While later novels also centre on idealized characters (Esther Summerson in ‘Bleak House’ and Amy Dorrit in ‘Little Dorrit’), this idealism serves only to highlight Dickens’s goal of poignant social commentary. Many of his novels are concerned with social realism, focusing on mechanisms of social control that direct people’s lives (for instance, factory networks in Hard Times and hypocritical exclusionary class codes in ‘Our Mutual Friend’).
Dickens continues to be one of the best known and most read of English authors, and his works have never gone out of print. At least 180 motion pictures and TV adaptations based on Dickens’s works help confirm his success. Through his journalism he campaigned on specific issues—such as sanitation and the workhouse—but his fiction probably demonstrated its greatest prowess in changing public opinion in regard to class inequalities. He often depicted the exploitation and repression of the poor and condemned the public officials and institutions that not only allowed such abuses to exist, but flourished as a result. His most strident indictment of this condition is in ‘Hard Times’ (1854), Dickens’s only novel-length treatment of the industrial working class. In this work, he uses both vitriol and satire to illustrate how this marginalized social stratum was termed “Hands” by the factory owners; that is, not really “people” but rather only appendages of the machines that they operated.
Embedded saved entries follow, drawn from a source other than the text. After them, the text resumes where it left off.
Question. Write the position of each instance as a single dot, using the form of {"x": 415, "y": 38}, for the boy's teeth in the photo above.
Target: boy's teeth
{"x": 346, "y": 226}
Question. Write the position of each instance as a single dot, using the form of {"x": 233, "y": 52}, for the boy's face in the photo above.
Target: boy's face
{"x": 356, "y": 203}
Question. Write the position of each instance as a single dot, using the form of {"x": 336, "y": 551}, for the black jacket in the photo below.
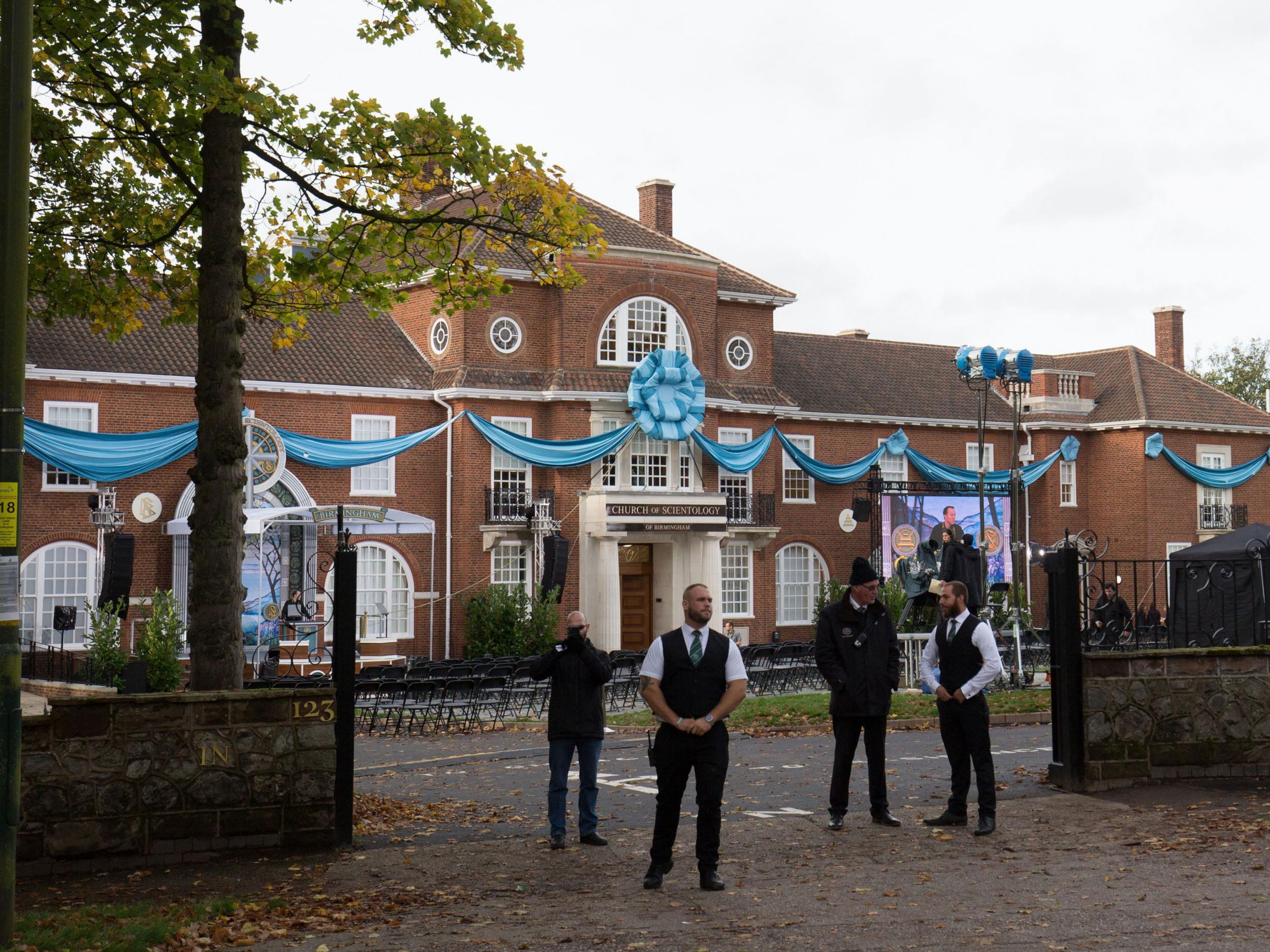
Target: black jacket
{"x": 577, "y": 674}
{"x": 860, "y": 678}
{"x": 961, "y": 563}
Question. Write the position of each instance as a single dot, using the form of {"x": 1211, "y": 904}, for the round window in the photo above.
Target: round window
{"x": 504, "y": 334}
{"x": 440, "y": 336}
{"x": 741, "y": 353}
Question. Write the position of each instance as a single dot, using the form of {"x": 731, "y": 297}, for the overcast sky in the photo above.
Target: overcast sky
{"x": 1017, "y": 174}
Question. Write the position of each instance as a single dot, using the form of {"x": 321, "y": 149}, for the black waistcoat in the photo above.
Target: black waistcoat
{"x": 959, "y": 659}
{"x": 694, "y": 691}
His writings inspired others, in particular journalists and political figures, to address such problems of class oppression. For example, the prison scenes in ‘The Pickwick Papers’ are claimed to have been influential in having the Fleet Prison shut down. As Karl Marx said, Dickens, and the other novelists of Victorian England, ” issued to the world more political and social truths than have been uttered by all the professional politicians, publicists and moralists put together”. The exceptional popularity of his novels, even those with socially oppositional themes (‘Bleak House’, 1853; ‘Little Dorrit’, 1857; ‘Our Mutual Friend’, 1865) underscored not only his almost preternatural ability to create compelling storylines and unforgettable characters, but also ensured that the Victorian public confronted issues of social justice that had commonly been ignored.